Antiviral treatments (ie. creams, lotions and topical ointments) may reduce the severity and longevity of visible symptoms, along with minimising the risk of long-term complications resulting from a shingles episode. Complications may include:

  • Facial paralysis
  • Brain inflammation
  • Visual impairment
  • Postherpetic neuralgia — impacting a fifth of people who experience shingles, leading to ongoing pain despite visible improvement of symptoms

Treatment options for managing the symptoms of pain caused by shingles may include anticonvulsant medicines, over-the-counter painkillers, topical cooling medications and prescription pain relief — such as synthetic opiate treatments or opitate-derived medications. Blistering and open wounds that develop as a result of raised or tactile bumps on the skin tend to crust and heal after seven to 10 days.

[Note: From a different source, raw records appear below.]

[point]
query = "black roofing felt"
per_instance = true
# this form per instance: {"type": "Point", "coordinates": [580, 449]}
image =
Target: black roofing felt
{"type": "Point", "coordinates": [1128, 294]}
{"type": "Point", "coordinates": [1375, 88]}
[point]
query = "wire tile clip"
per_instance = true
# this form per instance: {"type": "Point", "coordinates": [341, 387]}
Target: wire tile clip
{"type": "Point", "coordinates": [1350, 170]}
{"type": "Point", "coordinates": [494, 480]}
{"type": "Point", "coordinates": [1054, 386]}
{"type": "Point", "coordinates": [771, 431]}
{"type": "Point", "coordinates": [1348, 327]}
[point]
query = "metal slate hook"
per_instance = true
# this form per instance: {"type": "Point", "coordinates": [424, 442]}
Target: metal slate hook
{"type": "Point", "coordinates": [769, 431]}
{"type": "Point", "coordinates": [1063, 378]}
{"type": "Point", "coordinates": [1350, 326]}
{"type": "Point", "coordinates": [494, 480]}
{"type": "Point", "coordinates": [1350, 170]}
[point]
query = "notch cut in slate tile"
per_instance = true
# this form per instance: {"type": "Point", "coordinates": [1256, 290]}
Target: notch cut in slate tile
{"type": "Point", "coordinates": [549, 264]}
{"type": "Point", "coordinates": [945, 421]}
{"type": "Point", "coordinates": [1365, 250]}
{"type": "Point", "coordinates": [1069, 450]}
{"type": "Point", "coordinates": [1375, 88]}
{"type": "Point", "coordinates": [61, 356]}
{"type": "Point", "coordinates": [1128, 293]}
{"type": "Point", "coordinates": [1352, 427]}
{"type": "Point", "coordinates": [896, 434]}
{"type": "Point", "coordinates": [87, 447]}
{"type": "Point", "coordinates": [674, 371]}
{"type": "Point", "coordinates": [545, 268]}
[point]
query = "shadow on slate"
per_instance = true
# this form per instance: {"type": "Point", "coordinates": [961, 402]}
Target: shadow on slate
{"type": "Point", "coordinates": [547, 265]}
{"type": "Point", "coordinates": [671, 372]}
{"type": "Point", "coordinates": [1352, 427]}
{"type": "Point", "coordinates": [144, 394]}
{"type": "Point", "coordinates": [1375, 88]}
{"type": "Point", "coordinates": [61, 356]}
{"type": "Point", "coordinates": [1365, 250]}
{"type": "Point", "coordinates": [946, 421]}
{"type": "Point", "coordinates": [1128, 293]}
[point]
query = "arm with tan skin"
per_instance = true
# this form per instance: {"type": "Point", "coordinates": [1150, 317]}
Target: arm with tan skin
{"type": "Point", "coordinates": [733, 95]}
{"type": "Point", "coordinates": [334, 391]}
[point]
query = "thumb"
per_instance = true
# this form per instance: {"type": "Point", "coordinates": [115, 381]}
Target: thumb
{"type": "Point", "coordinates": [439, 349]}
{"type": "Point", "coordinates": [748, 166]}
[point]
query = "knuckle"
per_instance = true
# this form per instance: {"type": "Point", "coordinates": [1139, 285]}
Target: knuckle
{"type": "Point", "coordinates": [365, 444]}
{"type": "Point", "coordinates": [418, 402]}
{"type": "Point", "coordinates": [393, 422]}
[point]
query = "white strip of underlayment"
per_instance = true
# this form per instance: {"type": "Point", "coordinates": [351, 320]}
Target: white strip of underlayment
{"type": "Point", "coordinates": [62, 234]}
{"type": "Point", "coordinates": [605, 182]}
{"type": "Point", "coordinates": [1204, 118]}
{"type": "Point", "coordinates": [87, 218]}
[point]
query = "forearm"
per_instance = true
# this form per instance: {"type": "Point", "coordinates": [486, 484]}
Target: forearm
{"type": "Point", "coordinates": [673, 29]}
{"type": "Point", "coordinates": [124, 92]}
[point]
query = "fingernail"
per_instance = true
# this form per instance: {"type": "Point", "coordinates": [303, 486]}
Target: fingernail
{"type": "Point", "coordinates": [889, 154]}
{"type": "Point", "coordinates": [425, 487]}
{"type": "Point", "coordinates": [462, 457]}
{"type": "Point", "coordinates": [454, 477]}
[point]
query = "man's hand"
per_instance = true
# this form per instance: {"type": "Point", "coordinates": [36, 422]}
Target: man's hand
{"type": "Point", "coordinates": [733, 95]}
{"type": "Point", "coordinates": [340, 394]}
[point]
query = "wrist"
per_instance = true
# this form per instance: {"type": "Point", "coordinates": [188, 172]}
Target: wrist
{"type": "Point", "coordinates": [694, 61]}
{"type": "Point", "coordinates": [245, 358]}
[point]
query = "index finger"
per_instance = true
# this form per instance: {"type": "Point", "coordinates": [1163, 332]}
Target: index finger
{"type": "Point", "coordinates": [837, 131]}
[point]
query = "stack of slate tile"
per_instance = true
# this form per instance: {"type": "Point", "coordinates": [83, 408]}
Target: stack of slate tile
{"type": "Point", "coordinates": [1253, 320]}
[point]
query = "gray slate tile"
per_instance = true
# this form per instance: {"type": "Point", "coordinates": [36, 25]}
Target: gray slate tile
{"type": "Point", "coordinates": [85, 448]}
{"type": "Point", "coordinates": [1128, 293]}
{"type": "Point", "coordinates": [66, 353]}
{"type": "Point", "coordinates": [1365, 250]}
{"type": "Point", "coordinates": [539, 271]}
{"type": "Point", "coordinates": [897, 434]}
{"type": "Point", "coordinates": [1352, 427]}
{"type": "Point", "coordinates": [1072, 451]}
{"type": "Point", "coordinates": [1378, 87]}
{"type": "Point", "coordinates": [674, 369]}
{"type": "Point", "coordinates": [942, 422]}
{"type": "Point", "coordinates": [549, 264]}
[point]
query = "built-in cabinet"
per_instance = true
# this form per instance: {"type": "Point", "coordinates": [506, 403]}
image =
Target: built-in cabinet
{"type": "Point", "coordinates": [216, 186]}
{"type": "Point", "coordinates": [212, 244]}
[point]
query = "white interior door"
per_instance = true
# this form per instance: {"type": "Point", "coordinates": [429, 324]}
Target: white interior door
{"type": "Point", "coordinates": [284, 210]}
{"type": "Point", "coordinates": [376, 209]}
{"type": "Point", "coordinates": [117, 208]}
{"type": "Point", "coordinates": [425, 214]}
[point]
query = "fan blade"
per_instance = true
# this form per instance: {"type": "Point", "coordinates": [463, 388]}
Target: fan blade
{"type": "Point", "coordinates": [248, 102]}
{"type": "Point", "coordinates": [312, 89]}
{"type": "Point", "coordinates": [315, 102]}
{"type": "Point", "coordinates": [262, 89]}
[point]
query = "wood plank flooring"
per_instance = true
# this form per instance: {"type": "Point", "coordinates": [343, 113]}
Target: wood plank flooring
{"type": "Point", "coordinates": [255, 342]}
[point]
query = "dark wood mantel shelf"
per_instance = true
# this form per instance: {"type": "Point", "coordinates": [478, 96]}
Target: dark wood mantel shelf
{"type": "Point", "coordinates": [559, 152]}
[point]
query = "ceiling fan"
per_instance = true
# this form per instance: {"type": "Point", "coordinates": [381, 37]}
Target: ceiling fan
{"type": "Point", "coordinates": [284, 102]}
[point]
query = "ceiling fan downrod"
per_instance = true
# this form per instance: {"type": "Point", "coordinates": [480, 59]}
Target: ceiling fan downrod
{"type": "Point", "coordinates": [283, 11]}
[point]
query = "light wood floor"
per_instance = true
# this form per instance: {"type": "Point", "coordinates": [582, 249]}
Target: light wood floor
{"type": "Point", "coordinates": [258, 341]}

It is generally recommended to see a general practitioner (GP) or relevant specialist to inform them of a shingles episode or suspected onset in order to handle pain management, advise potential care options and discuss the likelihood of a second occurrence based on overall immunity. Contributing factors to a weakened immune system, which may leave the door open for a second episode, include:

  • Being 50+
  • Obesity, diabetes, physical injury or a strained immune system
  • Diagnosis of an immunocompromising condition — with human immunodeficiency virus (HIV) or acquired immunodeficiency syndrome (AIDS) critically impacting the body’s ability to defend itself
  • Immense feelings of stress
  • Avoidance of or ineligibility for the chickenpox virus vaccine

Important facts about shingles

Myth: shingles is seasonal

Fact: Although it is commonly believed that shingles flare-ups may occur seasonally or in a manner similar to an epidemic, the only related factors which contribute to a potential onset of shingles are: a prior episode of chickenpox, stress, age and immunodeficiency.

 

Myth: shingles isn’t infectious

Fact: Although chickenpox is widely regarded as a greater infection risk to others in the vicinity, the fluid-filled blisters which arise during shingles episodes may transmit the disease to others. It is important to practise proper hygiene and inform health professionals should they make contact with someone who is experiencing shingles.

 

Myth: shingles is the same thing as chicken pox

Fact: Despite chickenpox introducing the body to shingles later in life, the two viruses are not the same thing. If you were to scrape your knee and begin bleeding, but the wound becomes infected over time — scraping your need would not necessarily be the cause of the infection. Similarly, chickenpox leaves the door open for the herpes zoster virus to travel through the spinal cord and set up camp in the brain, where it can become ‘reactivated’ later in life in a separate way.